The need for realism
Verbeke talks about the need for realism and seeing the world as it is. I will just dwell on one aspect here. The reality is that rivalry among States is endemic and natural. So is self-interest. This again is important in the EU context. You hear sometimes people complaining that a Prime Minister or a Minister ‘just defended national interests’ in a negotiation. Well, of course they do, that is what they are elected for. There is no pure European interest divorced from the national interests. Member States defend their self-interest; what else should they do? The real question is how they do it. In the EU system, they do it by working together with the other Member States to find solutions, by using the institutions to define the common good, by working in an environment of rules and under the watchful eye of the European Court of Justice. Any discussion on any piece of legislation starts with various national positions. What matters is that at the end there is an agreed text. It is all about finding common ground, reaching compromise, and moving ahead together.
Verbeke is clear that realism is not opposed to idealism. The two categories are complementary. Realism is to look at the world as it is, a descriptive category. Idealism is a normative category, i.e. what we should aspire for. They operate at different levels, you need both. (Max Weber’s distinction between the ethics of the responsibility and the ethics of conscience is a different way of saying the same thing.) “That is why the realist is sensitive to ethical values, and the idealist knows about national interest. On closer analysis, therefore, the opposition between realism and idealism disappears. Except in one respect; that idealism dominates the rhetoric of diplomacy even when its actual practice is guided by realism. And so it happens that our governments take their decisions in terms of self-interested egoism but explain them in terms of self-sacrificial altruism.” (Page 4)
The shattered hope of an ‘ethical foreign policy’: theory and reality.
Chapter 10 of part IV looks at the principles of human rights and the rule of law. It is extremely thought-provoking overall, but I will again just highlight one particular aspect. The EU is very much based on those two concepts, and that is part of its appeal. It is therefore tempting to pretend that the EU foreign policy is primarily ‘based on values’. It is also tempting to embrace calls for an ‘ethical foreign policy’ that periodically appear, as was the case with Jimmy Carter’s administration or when Robin Cook was the British Foreign Secretary in the late 1990s. But, says Verbeke, “’an ethical foreign policy’ is an oxymoron, a self-contradictory concept… Ethics postulates absolute values, … you do not compromise on them. Diplomacy, on the contrary , is about interests that clash and that need to be reconciled by way of compromises… it is the art of the feasible.” (Page 229). Europeans were upbeat in the 1990s and believed that the ‘end of history’ announced by Fukuyama in his famous book, was a given and that European post-modernism would be the defining feature of the future.
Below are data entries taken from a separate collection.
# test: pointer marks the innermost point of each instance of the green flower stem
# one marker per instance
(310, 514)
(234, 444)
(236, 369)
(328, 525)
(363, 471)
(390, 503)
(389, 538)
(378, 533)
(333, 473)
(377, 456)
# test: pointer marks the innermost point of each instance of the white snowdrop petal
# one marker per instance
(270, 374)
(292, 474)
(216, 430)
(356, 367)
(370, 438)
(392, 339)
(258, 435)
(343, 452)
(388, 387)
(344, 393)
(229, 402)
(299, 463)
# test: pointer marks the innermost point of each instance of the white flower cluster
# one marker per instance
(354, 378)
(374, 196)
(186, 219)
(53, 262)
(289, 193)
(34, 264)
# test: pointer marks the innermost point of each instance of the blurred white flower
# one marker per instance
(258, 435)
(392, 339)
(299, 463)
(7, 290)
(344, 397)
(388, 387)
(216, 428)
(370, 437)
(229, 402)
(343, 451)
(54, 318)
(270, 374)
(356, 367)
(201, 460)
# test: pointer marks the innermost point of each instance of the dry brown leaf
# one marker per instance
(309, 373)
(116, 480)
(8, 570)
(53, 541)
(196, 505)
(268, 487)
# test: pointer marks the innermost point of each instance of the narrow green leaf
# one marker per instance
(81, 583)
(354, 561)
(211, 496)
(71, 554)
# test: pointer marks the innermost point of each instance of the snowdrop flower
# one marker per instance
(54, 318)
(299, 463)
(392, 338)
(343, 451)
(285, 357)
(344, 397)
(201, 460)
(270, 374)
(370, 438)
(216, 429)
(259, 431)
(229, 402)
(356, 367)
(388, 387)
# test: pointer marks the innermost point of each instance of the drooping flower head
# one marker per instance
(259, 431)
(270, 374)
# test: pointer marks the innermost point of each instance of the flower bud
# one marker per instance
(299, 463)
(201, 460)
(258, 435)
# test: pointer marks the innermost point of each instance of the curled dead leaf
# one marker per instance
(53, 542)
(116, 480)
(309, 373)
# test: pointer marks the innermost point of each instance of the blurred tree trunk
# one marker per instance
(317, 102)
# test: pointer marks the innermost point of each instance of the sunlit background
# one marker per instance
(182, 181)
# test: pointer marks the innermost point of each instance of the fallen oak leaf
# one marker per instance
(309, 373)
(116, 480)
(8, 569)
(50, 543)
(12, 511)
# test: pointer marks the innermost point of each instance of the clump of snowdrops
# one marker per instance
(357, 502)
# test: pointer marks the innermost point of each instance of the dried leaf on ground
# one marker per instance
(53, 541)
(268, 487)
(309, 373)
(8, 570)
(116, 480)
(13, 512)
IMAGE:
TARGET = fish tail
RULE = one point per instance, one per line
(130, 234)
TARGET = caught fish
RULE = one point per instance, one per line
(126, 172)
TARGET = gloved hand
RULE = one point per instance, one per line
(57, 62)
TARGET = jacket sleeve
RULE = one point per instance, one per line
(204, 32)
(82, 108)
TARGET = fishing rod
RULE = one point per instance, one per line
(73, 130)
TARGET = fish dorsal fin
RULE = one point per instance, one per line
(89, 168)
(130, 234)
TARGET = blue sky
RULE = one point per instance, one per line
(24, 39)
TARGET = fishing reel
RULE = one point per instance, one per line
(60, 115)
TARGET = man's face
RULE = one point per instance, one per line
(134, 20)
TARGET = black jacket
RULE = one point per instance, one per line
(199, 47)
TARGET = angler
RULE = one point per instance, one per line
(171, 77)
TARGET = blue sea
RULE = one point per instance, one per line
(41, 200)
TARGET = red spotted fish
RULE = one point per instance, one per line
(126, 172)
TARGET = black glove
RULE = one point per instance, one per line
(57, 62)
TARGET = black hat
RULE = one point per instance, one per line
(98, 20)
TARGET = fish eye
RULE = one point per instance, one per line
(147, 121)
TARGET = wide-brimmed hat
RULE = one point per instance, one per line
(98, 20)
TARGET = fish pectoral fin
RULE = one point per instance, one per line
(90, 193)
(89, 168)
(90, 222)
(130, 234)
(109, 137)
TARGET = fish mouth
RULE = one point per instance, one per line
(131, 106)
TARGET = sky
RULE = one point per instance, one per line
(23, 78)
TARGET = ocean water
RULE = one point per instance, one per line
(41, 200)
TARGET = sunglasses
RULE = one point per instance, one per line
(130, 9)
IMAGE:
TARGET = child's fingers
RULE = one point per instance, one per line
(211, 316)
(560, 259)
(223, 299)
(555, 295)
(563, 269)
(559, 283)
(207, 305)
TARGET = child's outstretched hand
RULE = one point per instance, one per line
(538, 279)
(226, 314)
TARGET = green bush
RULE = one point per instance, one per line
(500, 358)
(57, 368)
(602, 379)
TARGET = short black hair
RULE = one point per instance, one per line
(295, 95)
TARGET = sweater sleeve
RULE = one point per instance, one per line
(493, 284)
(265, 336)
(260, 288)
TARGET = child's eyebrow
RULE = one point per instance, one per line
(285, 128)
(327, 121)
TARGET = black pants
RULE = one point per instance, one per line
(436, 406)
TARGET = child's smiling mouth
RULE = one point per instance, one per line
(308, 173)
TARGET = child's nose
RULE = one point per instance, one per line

This was not to be, of course, as the war in Yugoslavia soon showed. The world is a tough place and many key actors do not at all share the EU’s vision. Over the past few years, the EU has progressively adapted to that reality; today, most Europeans accept that our foreign policy must defend our interests and our values and that this requires power and resilience.
The virtue of ‘muddling through.’
The EU is often accused of ‘muddling through’, which is a pejorative term. But isn’t it the only way to negotiate compromise? People often ask for a ‘vision’ and a planned progress towards fulfilling it. But life rarely works in this way. It is most often a process of trial and error where the actual decision-making is messy. In the words of Verbeke: “Decision-making is a process of experiment and discovery, of successes and failures which allow us to reassess our ends and means in a process of constant adaptation. We improvise, we combine means with ends, and rather than proceeding to a comprehensive evaluation of all available options we just look at a relevant subset of them.” (Page 69). I recently read Caroline de Gruyter’s book about the similarities between the Habsburg empire and the EU; she makes the same point and extols the virtues of ‘muddling through.’ Democracy is messy, and the EU as a democratic union of democratic States is particularly messy. As Churchill quipped, “democracy is the worst form of government, except for all those other forms that have been tried from time to time.”
This is a subjective, superficial, and patchy review, which does not do justice to the wealth of thought and information contained in this work. The EU is presently working on creating its own diplomatic academy. I think that Johan Verbeke’s manual should be mandatory reading for all those who will be part of the academy. In fact, I hope that it will also be read more generally by people who are interested in how States and organizations run their business and interact with the outside world. Finally, it is also invaluable for academics and think tankers who write about diplomacy and the EU.
[1] I should maybe add, for amateurs of game theory and cognitive psychology, that part II contains two chapters (4 and 5) devoted to the links between the scientific findings in those areas and diplomacy. I had read some of the books he refers to and found this part interesting as well, but some people may want to skip some of it.